Author: Charles Roberson
Date: 07:20:00 02/16/05
Go up one level in this thread
Looks like we agree that cutting and pasting code is cloning. Cutting and pasting a little of it (define little) may be ok with authors permission. Another here stated it all comes down to effort -- he may be right. Dann made a statement that is worth discussion. I will paraphrase here: "it is ok to read some code and reuse ideas, but it is not ok to cut and paste code." To add to that comes the middle ground of a person reading the code line by line and reproducing functionally equivalent code. But not cutting and pasting or even copying the same code. -- there is a lot of effort saved in this approach, the person saves years of work in not having to think of/ test for/ or fix corner cases.

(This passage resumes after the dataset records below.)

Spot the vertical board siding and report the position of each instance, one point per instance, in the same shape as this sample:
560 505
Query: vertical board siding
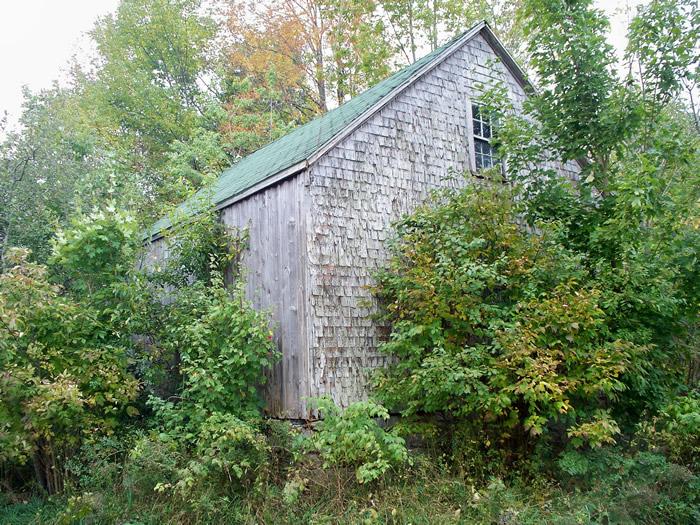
274 264
361 186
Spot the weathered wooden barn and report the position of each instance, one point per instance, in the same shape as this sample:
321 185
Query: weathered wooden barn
319 204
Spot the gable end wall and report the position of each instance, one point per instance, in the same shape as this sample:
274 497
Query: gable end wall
366 182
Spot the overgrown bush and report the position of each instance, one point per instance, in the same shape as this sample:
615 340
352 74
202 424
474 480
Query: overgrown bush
65 372
675 430
493 325
352 438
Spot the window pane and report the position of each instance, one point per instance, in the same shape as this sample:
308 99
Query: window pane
477 127
476 112
486 129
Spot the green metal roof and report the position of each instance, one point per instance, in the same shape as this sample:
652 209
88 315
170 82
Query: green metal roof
301 143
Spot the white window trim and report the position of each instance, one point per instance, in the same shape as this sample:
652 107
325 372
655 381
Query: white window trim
472 146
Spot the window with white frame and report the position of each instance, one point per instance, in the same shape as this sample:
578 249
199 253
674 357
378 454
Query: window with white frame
484 153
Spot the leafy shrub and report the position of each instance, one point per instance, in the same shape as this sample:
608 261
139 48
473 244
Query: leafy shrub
227 452
492 327
65 372
353 438
633 488
676 430
151 462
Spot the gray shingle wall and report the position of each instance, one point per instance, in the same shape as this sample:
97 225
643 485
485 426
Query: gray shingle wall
358 188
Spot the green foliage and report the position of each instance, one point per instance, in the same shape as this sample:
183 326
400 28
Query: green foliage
491 324
353 438
675 431
65 372
663 37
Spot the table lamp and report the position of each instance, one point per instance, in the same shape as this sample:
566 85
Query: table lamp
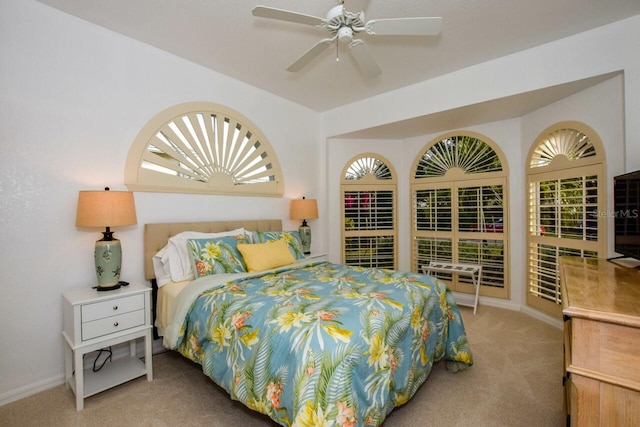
106 209
304 209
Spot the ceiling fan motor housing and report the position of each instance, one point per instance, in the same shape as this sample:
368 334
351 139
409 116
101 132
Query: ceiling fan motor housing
344 24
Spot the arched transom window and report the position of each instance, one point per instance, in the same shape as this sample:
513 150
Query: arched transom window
565 177
459 210
203 148
369 212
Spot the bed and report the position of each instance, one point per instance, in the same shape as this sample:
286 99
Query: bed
308 342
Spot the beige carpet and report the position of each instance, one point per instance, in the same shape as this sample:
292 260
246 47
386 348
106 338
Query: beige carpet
516 380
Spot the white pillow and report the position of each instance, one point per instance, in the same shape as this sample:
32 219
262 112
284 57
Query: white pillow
162 275
175 258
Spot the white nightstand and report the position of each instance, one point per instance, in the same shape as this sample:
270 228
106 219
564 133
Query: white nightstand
94 320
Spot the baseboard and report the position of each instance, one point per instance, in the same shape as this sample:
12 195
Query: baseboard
26 391
119 351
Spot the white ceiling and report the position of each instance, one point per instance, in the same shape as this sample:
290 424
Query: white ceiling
224 36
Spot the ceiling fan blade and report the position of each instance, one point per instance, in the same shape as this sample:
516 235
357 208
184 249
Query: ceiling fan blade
286 15
364 58
309 55
430 26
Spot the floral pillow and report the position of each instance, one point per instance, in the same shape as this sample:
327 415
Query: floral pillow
217 255
292 238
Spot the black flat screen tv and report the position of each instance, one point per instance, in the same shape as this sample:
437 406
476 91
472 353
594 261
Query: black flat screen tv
627 214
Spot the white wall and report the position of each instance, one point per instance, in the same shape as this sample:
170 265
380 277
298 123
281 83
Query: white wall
74 96
603 107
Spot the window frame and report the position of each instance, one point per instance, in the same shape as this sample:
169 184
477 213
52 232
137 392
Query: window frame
247 139
561 167
454 179
369 182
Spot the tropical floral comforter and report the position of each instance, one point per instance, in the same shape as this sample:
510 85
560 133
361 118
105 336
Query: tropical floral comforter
324 344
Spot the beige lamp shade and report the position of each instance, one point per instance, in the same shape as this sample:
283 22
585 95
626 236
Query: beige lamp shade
105 209
304 209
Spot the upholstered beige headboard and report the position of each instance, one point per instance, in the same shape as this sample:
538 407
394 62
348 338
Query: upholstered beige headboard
156 236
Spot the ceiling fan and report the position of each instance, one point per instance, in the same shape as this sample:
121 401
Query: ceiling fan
343 25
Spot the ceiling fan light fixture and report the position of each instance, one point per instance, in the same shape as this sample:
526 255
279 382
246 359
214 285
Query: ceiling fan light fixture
345 35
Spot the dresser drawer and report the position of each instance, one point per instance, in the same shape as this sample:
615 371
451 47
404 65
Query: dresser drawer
113 324
99 310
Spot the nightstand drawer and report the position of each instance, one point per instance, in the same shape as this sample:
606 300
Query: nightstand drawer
113 324
111 307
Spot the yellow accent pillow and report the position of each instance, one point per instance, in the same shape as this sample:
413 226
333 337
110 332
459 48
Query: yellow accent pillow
263 256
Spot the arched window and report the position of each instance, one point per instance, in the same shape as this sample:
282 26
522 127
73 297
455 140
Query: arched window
368 189
200 147
565 176
459 210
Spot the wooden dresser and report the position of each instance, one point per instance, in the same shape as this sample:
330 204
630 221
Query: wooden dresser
601 309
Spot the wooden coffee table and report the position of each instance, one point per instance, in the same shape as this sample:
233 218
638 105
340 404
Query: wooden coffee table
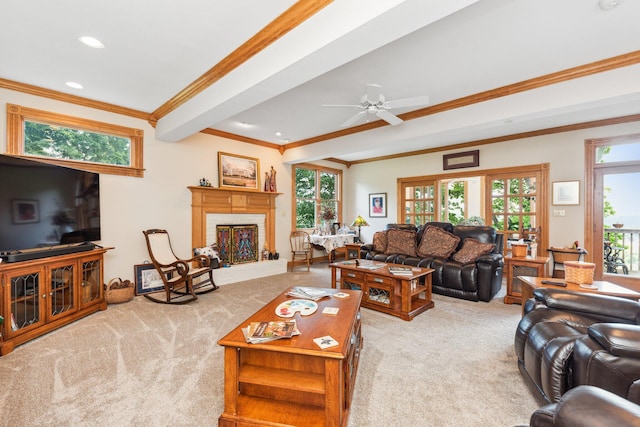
602 287
291 381
401 296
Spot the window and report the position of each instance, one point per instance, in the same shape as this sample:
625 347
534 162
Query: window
512 200
74 142
419 202
317 189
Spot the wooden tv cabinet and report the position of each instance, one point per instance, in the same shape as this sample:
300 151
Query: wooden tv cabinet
41 295
292 382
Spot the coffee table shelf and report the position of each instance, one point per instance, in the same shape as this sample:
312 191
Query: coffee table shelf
401 296
292 382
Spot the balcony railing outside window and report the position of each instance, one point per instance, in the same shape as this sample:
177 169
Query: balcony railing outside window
625 246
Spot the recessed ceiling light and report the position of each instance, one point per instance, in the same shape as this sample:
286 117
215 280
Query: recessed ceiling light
91 42
609 4
74 85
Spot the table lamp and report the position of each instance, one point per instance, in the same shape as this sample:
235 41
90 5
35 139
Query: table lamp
359 222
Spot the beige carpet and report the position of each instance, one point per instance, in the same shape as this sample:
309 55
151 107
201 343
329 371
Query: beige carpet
147 364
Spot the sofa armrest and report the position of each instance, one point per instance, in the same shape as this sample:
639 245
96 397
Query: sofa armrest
367 247
493 259
619 339
603 307
587 406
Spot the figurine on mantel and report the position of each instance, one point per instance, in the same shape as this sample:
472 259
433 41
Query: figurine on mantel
205 183
270 181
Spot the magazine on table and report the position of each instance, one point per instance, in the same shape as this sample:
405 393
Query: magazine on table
313 294
259 332
369 265
401 271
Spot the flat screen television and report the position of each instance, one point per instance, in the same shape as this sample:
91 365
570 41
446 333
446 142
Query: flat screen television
44 205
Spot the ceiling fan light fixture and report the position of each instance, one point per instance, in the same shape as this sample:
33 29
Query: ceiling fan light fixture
91 42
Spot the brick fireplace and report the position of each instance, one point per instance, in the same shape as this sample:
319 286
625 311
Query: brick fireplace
214 206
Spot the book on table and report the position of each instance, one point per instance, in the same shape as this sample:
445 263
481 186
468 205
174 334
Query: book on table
259 332
401 271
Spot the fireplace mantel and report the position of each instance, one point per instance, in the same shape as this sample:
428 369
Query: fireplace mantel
210 200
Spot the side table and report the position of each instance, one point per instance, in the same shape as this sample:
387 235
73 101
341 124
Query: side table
600 287
521 266
353 250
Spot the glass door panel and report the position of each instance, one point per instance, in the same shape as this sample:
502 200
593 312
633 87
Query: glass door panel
61 297
91 286
621 224
25 300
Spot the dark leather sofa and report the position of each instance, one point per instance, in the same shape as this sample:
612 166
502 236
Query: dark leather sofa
587 406
566 339
479 280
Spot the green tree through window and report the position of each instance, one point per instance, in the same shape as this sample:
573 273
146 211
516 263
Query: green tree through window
75 144
316 188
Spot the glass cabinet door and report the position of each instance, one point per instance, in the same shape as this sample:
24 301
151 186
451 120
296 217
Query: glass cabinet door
91 288
62 295
24 302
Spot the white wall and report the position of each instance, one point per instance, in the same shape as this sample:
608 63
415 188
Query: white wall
564 152
161 198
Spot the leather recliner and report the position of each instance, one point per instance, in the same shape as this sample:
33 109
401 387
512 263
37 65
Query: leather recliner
587 406
568 338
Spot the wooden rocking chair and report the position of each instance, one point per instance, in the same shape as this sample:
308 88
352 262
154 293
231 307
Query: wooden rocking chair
183 279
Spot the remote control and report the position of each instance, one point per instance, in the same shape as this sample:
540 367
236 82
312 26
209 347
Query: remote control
551 282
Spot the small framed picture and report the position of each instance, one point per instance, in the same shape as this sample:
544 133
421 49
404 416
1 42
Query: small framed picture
238 172
25 211
378 205
147 279
468 159
566 193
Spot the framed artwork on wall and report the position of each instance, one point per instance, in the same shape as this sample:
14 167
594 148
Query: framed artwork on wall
239 172
566 193
468 159
378 205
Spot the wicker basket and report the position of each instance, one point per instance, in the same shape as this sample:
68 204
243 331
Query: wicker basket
519 249
119 291
579 272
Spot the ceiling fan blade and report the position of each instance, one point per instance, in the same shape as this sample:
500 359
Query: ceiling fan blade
392 119
407 102
373 93
342 105
354 119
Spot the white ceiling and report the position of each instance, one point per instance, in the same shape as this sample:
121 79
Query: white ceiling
447 50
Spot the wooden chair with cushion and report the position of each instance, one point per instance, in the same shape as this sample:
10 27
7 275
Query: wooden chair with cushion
560 256
183 279
300 247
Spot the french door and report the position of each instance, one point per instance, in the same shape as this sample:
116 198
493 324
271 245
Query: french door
612 208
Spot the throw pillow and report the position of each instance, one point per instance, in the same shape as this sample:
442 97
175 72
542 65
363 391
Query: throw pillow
401 242
437 242
380 241
471 249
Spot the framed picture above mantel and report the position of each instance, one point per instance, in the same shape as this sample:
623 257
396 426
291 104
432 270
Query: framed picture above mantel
238 172
467 159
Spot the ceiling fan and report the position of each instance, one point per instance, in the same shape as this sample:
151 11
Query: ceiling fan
373 102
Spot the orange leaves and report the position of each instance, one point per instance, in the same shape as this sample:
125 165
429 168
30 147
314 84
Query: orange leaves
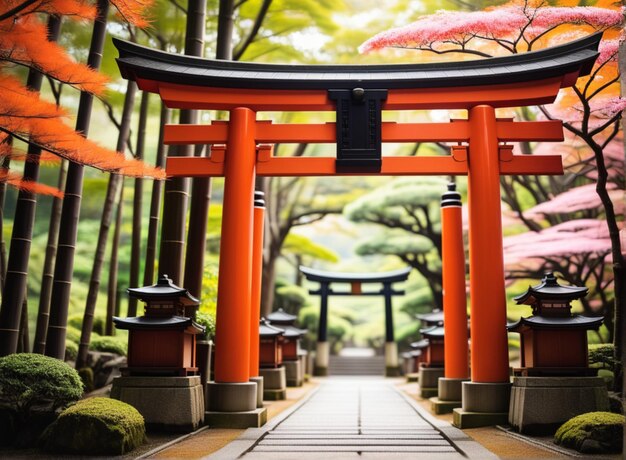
25 115
25 42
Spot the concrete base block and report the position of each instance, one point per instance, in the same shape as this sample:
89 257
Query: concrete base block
275 383
259 391
451 389
294 374
320 371
429 381
250 419
463 419
412 377
232 397
438 406
391 371
486 397
166 403
539 405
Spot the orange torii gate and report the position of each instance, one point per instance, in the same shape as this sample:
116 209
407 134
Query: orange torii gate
242 150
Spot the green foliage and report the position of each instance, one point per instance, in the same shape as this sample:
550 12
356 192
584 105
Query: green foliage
71 350
419 301
110 344
76 321
96 426
73 334
208 321
208 299
305 247
28 379
394 243
594 432
86 375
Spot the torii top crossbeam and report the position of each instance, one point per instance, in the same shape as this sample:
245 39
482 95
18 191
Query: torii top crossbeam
358 95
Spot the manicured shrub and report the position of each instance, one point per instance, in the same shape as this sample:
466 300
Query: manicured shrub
96 426
594 432
32 388
208 321
109 344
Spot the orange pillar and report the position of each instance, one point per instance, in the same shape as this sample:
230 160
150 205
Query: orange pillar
489 346
234 289
257 272
454 299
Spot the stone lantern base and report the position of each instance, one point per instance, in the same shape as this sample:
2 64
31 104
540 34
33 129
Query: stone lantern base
539 405
428 378
166 403
449 395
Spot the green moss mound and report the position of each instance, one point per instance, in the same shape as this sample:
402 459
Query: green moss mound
109 344
96 426
28 379
592 433
32 388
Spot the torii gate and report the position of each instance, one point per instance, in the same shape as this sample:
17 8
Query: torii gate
358 94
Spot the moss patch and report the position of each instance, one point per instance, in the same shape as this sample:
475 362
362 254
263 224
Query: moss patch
96 426
594 432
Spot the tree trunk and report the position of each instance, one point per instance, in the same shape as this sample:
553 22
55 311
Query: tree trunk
113 186
177 190
63 270
135 252
113 266
45 295
14 289
155 203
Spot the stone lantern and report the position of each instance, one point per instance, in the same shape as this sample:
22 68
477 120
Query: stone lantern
554 382
553 340
271 361
432 362
161 379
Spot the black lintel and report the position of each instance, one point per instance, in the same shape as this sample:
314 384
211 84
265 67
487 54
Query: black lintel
359 119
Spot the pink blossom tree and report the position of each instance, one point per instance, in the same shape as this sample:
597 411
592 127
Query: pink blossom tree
591 110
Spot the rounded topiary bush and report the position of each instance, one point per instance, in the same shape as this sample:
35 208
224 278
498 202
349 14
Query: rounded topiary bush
109 344
96 426
32 388
594 432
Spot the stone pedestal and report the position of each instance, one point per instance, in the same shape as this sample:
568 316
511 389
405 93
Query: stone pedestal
322 357
234 405
274 383
539 405
259 390
392 366
429 381
294 373
449 395
166 403
483 404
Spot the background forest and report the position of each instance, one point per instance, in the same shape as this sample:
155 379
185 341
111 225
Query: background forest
122 237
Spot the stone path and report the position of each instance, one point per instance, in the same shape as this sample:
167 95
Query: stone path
352 418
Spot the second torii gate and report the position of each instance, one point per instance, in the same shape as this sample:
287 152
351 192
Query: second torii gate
358 94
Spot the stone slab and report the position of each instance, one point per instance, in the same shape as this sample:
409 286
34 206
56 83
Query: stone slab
438 406
248 419
464 419
539 405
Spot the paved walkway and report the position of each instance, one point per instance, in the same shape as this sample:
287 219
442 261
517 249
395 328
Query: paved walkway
352 418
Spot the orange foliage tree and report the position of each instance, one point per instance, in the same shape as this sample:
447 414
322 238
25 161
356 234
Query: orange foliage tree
24 42
591 110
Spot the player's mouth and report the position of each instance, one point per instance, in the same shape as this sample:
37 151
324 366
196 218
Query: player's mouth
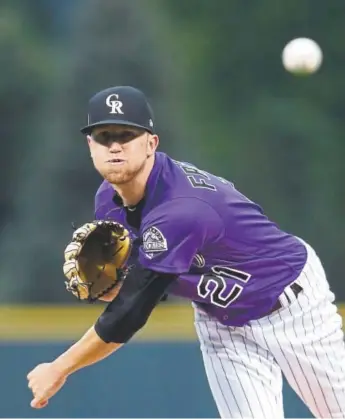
115 161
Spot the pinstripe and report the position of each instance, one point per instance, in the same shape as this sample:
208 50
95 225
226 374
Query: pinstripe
250 378
283 354
306 375
213 367
258 373
297 359
333 350
277 398
320 341
227 354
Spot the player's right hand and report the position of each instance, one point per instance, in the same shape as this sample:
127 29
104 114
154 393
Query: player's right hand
44 381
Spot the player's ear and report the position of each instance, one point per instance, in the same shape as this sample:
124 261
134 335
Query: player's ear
89 142
152 144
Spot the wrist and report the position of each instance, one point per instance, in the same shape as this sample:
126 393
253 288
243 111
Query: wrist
62 366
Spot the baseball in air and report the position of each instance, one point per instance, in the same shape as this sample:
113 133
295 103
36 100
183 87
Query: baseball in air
302 56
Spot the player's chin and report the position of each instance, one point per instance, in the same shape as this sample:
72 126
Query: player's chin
109 296
117 178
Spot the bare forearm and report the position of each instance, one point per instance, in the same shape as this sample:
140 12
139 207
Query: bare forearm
87 351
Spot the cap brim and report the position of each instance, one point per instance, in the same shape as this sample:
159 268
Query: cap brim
88 129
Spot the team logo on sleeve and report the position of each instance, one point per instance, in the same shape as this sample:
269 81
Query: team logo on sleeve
154 242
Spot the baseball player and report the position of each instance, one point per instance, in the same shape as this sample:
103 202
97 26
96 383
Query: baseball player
263 306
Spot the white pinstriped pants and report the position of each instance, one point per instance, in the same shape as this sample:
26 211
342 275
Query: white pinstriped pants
304 340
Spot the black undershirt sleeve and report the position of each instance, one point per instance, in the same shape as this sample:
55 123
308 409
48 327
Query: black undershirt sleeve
129 311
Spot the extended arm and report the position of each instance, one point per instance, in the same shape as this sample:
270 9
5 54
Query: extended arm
122 318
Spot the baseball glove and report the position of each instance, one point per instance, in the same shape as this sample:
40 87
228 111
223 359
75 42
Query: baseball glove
95 259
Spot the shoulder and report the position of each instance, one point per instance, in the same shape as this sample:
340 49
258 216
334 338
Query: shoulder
185 212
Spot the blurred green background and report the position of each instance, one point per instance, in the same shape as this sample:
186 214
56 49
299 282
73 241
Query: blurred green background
212 71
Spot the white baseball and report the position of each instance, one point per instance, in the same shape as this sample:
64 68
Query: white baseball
302 56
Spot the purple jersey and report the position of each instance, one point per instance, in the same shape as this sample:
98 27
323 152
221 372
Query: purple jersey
231 259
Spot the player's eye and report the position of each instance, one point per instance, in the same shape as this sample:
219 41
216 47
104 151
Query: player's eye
122 137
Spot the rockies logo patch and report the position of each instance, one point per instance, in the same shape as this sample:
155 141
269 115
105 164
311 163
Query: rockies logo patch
154 241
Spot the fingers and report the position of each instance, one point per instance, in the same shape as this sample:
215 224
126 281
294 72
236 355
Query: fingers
38 403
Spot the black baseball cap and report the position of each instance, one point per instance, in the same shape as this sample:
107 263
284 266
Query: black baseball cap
121 105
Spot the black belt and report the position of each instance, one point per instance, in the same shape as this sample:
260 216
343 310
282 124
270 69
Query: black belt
295 288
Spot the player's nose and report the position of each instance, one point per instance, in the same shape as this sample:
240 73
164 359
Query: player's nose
115 147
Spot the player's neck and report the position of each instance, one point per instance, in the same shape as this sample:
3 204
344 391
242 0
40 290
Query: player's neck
134 191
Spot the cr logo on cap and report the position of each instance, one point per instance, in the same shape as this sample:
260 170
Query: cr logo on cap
115 105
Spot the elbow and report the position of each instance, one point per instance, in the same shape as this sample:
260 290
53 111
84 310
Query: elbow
120 330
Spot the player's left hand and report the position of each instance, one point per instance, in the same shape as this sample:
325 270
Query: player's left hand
44 381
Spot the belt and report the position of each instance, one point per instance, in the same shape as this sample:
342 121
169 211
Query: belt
295 288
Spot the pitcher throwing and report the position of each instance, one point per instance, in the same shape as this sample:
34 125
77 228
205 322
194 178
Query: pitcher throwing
263 306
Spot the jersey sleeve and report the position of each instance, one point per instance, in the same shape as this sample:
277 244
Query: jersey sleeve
175 232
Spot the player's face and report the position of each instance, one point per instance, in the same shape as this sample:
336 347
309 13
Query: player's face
120 152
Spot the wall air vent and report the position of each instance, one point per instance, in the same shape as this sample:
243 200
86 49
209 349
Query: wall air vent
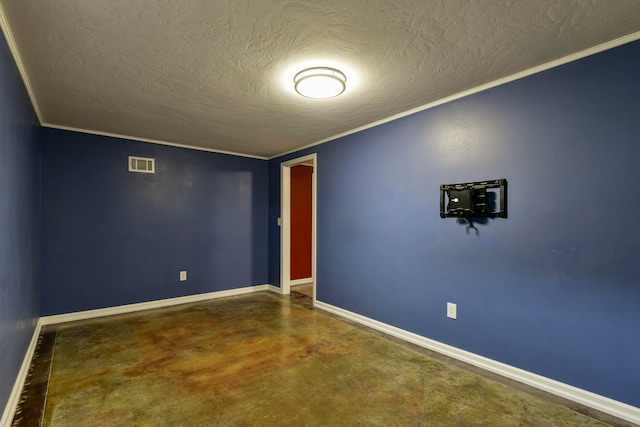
142 164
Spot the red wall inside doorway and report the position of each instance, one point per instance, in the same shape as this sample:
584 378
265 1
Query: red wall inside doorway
301 204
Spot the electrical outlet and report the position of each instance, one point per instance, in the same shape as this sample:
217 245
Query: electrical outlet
452 310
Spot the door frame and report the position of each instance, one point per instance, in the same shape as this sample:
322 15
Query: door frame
285 221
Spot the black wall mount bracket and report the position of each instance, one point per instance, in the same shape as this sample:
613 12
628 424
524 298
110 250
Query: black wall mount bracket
472 200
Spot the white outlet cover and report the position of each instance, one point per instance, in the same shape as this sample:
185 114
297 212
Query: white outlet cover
452 310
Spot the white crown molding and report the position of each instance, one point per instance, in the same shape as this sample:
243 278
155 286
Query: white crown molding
13 48
151 141
18 385
517 76
595 401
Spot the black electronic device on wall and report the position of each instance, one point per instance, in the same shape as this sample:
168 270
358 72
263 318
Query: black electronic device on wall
474 199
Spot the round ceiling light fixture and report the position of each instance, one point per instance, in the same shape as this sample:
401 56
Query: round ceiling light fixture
320 82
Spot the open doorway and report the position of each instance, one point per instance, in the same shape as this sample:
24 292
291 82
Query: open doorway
298 253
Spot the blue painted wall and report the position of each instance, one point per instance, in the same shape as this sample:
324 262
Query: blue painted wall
553 289
111 237
19 222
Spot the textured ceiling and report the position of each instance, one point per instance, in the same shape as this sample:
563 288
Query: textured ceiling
218 74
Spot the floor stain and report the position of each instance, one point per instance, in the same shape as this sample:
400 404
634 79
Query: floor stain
263 360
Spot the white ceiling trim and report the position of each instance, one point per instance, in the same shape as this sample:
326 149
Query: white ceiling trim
526 73
13 48
6 30
151 141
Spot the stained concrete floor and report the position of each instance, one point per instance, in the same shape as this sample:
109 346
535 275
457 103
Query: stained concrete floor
260 360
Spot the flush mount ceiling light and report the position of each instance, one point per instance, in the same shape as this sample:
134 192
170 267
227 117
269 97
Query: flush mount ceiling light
320 82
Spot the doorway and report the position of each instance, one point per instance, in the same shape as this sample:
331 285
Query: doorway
286 280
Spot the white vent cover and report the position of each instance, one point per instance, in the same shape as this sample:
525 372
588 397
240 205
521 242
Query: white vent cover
142 164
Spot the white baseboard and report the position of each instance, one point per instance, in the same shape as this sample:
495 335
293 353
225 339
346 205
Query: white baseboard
275 289
595 401
14 397
130 308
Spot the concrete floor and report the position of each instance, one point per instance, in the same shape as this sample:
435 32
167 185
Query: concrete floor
261 360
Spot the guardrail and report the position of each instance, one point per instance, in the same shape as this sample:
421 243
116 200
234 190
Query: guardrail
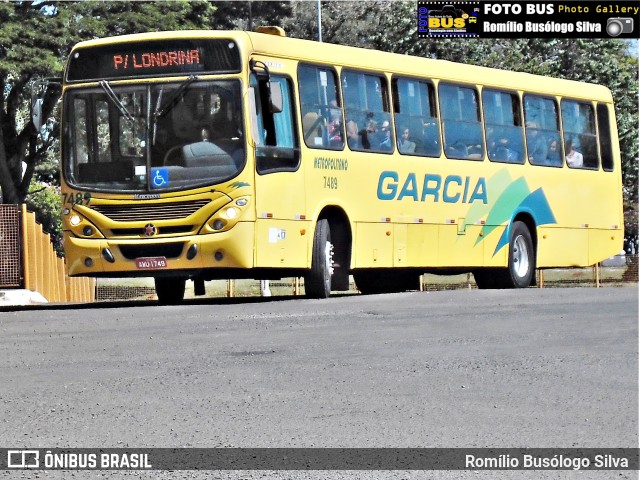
28 260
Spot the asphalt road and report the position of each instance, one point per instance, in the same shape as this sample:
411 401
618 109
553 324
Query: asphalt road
527 368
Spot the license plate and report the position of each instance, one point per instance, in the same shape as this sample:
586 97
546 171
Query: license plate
151 263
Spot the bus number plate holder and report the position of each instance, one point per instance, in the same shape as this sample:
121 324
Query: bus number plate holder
151 263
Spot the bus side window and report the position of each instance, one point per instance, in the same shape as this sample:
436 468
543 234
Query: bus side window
277 148
367 112
322 125
579 130
544 144
503 126
461 125
416 118
604 135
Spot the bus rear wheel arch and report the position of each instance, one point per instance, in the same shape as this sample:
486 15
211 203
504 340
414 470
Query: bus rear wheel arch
339 244
520 271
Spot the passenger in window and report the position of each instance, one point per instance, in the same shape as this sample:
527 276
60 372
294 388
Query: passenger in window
353 138
574 158
553 153
405 145
386 144
334 127
367 134
536 144
503 152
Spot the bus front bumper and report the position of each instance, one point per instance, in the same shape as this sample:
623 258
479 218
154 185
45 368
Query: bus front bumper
159 256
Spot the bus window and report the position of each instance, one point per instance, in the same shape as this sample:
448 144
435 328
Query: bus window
103 133
277 148
604 135
578 128
544 146
367 112
503 126
81 150
321 113
133 130
416 117
461 125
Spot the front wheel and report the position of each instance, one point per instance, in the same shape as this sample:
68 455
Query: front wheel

I've spent lots of time rewriting code to my two chess engines due to not thinking of some corner cases up front. Now, if one reads a book on computers playing chess and see algorithmic descriptions but no real code, then I've not cloned or have I? -- this does require a lot of effot to produce a program escpecially a good one. Now, if one has an algorithmic only description of a chess program like crafty or tscp or gnuchess or ....... and I write my own program, have I cloned?? -- this does require a lot of effort Looks to me like this may turn into a statement of acceptable practices as opposed to a specific definition of "Clone". I think such a statement would be far more productive and useful and more clear.